Management of phenytoin with enteral tube feeding

Though the interaction between enteral tube feeding and phenytoin was first described 30 years ago, the mechanism of the interaction is still poorly understood.¹ One theory is that the drug can adhere to the plastic tubing when phenytoin is given via tube.² Another possibility is that physical incompatibility with the enteral nutrition causes decreased absorption of phenytoin.² It remains unclear which components of the enteral nutrition are most problematic or if there may be fewer interactions with some formulas versus others.² Whatever the mechanism, phenytoin absorption is reduced when given concomitantly with tube feedings to such an extent that phenytoin serum levels may be reduced as much as 50 to 75%, leaving the patient at risk for seizures.³ Additionally, there is not a standard approach to managing this drug-nutrition interaction, though there are some strategies that may help maintain therapeutic phenytoin levels when enteral nutrition is necessary.

The first and most important intervention is to stagger the administration of phenytoin to separate it as much as possible from the tube feedings. Ideally, the feeds should be held for 1–2 hours before and after each phenytoin dose with adequate tube flushes before and after phenytoin administration.²³⁴ If the feeding schedule is continuous, the tube feeding rate will have to be increased for the remaining time to ensure that the patient receives the required calories.³⁴ Since immediate release phenytoin must be administered multiple times daily, holding continuous tube feeds 2 to 3 times daily may result in a rate of feeding the patient cannot tolerate. One method described in the literature for continuous feeding is to make a slurry with extended release phenytoin capsules and administer it just once daily.⁴ As long as the micro crystal particles are not crushed when making the slurry, the extended release properties should be maintained enough to administer phenytoin once daily. Staggering doses from feeding times is much easier with bolus feeding, but clear communication with nursing staff is important to ensure patients receive all phenytoin doses and the required amount of nutrition.

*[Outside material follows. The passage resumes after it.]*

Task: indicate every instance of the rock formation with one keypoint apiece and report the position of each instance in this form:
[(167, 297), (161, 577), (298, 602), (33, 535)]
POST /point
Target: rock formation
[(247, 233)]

Even with separating phenytoin from tube feeds, the phenytoin dose will still likely need to be substantially increased to maintain therapeutic serum levels once tube feeding is started. If the patient has been stabilized on a therapeutic oral or intravenous dose, it is common clinical practice to start with a 50% empiric increase in dose once enteral nutrition is initiated. It is also important to remember to reduce the dose if tube feeds are held, stopped or if the phenytoin administration route is changed to oral or IV. Phenytoin serum levels must be followed closely and the dose adjusted as needed to maintain therapeutic levels. It may also be useful to measure free phenytoin levels if possible, as many patients requiring enteral nutrition have some degree of malnutrition and altered protein binding with phenytoin due to hypoalbuminemia. Free phenytoin levels are a more accurate way to determine if the level is therapeutic in nutritionally complex patients, though they are not always available or cost effective.

The final factor to consider is the type of phenytoin formulation to use. If the patient has been taking extended release capsules once daily, this usually is converted to immediate release phenytoin that should be divided two to three times daily. The available immediate release formulations are phenytoin suspension or phenytoin chewable tablets. If phenytoin suspension is selected and dispensed as a bulk product, it is very important for the nurse to shake the bottle vigorously and give the dose immediately. It is difficult to get the drug evenly distributed in suspension, and if the nurse neglects to shake well each time, the drug concentration may be higher in the bottom of the bottle in comparison to the top, which would likely result in inconsistent serum levels.

If unit dose suspension is available, however, this problem can be avoided.⁴ In general, chewable tablets are preferable to bulk phenytoin suspension for a more consistent and uniform dose. However, crushed tablets are more likely than the suspension to clog small bore tubes.

If a patient's phenytoin levels continue to be problematic after having tried the above interventions, intravenous phenytoin or fosphenytoin may be reasonable alternatives until the patient tolerates oral meds. Another option may be discontinuing phenytoin and changing to another antiepileptic medication. As always, it is important to remember to treat the patient and not the lab values. Therefore, consider the patient's overall history, seizure risk, other medications, and long-term nutrition plan when making recommendations and decisions about managing phenytoin and tube feeds.